Wenn ich mir heute einige Aufnahmen aus den Oktobertagen des Jahres 1973 anhöre, fällt mir auf, dass kein einziger DJ auf die militärischen Auseinandersetzungen im Mittleren Osten einging. Dies lag daran, dass Abie es ihnen explizit verboten hatte. Also sagten sie Dinge wie: "Liebe Hörer an den Stränden von Beirut, Tel Eviv, Zypern und in vielen anderen Orten! An einem solchen Tag möchte ich zu Euch sprechen und Euch begleiten, während Ihr in der Sonne liegt. Ich werde Euch jede halbe Stunde sagen, dass Ihr Euch auf die andere Seite legt, damit Ihr eine schöne braune Hautfarbe bekommt. Und bis es wieder soweit ist, gibt es Musik hier bei der Voice of Peace." Nur Abie Nathan durfte on air über Krieg und Frieden sprechen. "Ich war der einzige, der sich zur Situation äußerte. Wenn ich allen die Erlaubnis gebeben hätte, wäre es vielleicht sowie gekommen, dass unwissende DJs Griechenland mit Ägypten verwechseln." Andererseits wusste Abie natürlich, dass es auch in Kriegszeiten andere Dinge gab, die die Menschen interessierten. Also gab es in den Sendungen Ansagen wie diese: "Ihr schönen Ladys an den Stränden! Wir beobachten Euch durch unsere Fernstecher. Wir vermissen Euch sehr und hoffen, dass wir bald wieder an unserem üblichen Ankerplatz sein können." Kurze Zeit später trug Abie Nathan dem Kapitän der MV Peace auf, die Motoren zu starten und das Schiff in die Nähe der israelischen Küste zu steuern.

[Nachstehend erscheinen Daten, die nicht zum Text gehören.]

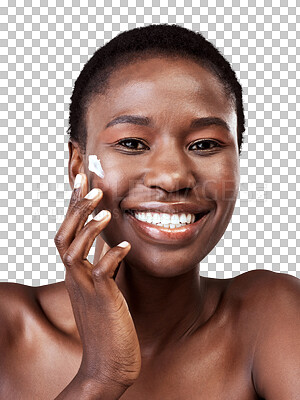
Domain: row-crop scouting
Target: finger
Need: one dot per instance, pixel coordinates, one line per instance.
(75, 220)
(105, 249)
(104, 270)
(80, 188)
(81, 245)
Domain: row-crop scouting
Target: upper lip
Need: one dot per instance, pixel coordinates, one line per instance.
(169, 208)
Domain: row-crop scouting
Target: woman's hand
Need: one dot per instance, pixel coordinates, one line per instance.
(111, 351)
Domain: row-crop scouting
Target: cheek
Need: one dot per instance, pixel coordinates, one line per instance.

Viele Hörer dürften sich damals gefreut haben, ihren Lieblingssender wieder besser empfangen zu können als an den zurückliegenden Tagen. Umso enttäuschter waren sie bestimmt, als Abie etwas später am gleichen Tag die folgenden Ankündigung machte: "Im Hintergrund hört Ihr die Schiffsmotoren. Im Laufe des Nachmittags werden wir irgendwo zwischen Haifa und Beirut den Anker werfen. Dann werden wir wegen finanzieller Schwierigkeiten unsere Sendungen einstellen und uns um Unterstützung für das Friedensschiff kümmern."

Anfang November verstummte die Voice of Peace erneut. Nathan schickte den Kapitän in den Hafen von Aschdod. Es sollte lange dauern, ehe der Sender wieder aktiv werden konnte. Dazu bedurfte es der Hilfe von unerwarteter Seite.

Mitte Dezember 1973 hörte man in den Niederlanden wieder etwas von dem Friedensradio. Es hieß, das Schiff läge vor der Westküste Italiens, in der Nähe von Rom. Gerüchte besagten, einige DXer hätten den Sender auf der Mittelwellenfrequenz 1539 kHz empfangen. Dies wurde allerdings niemals von den Technikern der Voice of Peace bestätigt. Ende Dezember lief die MV Peace in den Hafen von Marseille ein. Das Schiff sollte dort sehr lange Zeit liegen... 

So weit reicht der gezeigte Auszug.